In a recent article published in a special issue of the journal Business History, Mats Larsson and I explored the contribution to be made by the comparative method in social science research. As an example, or, better, a sort of ‘test’, we analysed a particular research topic from a comparative and longitudinal perspective, namely the governance of family firms in Italy and Sweden, with reference to two main dimensions: a) corporate finance and the structure of domestic financial markets, and b) the institutional determinants of the persistent eradication of family capitalism. For better or worse, the article provides an example of comparative analysis, of a largely qualitative nature, examining the same topic across different geographic, cultural and institutional settings while also taking into account the long-term horizon of the economic development of the two countries. In that article, our argument was, in sum, that solid historical research had to stand equally on two legs, one being the long-term orientation (highlighting structural transformations) and the other, a comparative perspective that could instead highlight idiosyncratic features.
This basic research methodology is well known to business historians, and is in some ways instinctive, or innate, in some colleagues, as was certainly true in the case of Francesca Carnevali. Francesca devoted a significant part of her research to longitudinal comparative analysis, as for instance in the book Europe's Advantage, in which she explored the relationships between banks and small firms in four large European economies in the twentieth century. Francesca, in essence, ran a comparative analysis of the alternatives for industry financing in different countries characterised by different banking and corporate finance systems. In running this exercise she was thus able to understand better the dynamics of the British decline in manufacturing, as well as the way in which a specific banking system is able to positively, or negatively, influence the development of small firms and industrial districts.

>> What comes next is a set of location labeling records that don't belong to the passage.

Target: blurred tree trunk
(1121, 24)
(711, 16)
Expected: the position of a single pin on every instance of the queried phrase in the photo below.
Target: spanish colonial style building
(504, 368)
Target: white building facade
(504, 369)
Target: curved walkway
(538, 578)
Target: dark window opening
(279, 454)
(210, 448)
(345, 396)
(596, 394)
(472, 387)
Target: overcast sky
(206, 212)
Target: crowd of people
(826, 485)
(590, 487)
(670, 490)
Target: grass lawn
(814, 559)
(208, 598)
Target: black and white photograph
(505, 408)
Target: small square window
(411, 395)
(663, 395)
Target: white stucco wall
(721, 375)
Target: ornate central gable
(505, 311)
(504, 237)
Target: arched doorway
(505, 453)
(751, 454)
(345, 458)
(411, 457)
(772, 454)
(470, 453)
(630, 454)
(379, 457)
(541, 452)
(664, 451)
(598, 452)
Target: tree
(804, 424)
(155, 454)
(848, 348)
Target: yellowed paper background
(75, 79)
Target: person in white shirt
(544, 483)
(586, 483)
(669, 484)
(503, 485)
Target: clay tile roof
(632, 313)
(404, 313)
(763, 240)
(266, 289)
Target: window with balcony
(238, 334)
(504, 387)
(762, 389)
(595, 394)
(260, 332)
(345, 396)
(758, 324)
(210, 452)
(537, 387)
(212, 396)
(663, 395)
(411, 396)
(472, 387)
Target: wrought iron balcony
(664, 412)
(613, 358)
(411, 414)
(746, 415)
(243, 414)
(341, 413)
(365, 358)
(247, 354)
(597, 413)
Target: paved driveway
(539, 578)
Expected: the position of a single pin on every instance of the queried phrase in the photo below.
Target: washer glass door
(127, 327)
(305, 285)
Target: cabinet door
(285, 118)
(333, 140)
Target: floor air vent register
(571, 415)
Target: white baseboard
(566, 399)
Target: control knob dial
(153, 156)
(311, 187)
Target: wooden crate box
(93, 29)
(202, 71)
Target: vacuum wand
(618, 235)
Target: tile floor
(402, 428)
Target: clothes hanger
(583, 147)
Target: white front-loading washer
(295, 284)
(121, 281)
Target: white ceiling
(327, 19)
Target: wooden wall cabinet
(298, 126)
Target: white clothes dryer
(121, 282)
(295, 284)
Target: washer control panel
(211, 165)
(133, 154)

In the above-mentioned Business History article, Mats Larsson and I concluded by stressing how, through an extensive use of cross-national comparisons, it would be easier to ‘understand not only the development in specific companies but also the differences between national business systems’. Indeed, the vast domain of governance and ownership structures, and, more generally, of the notion of ‘varieties of capitalism’, is an important arena for comparative analysis, as has been shown in multiple research fields ranging from organisation studies to sociology, political science and others.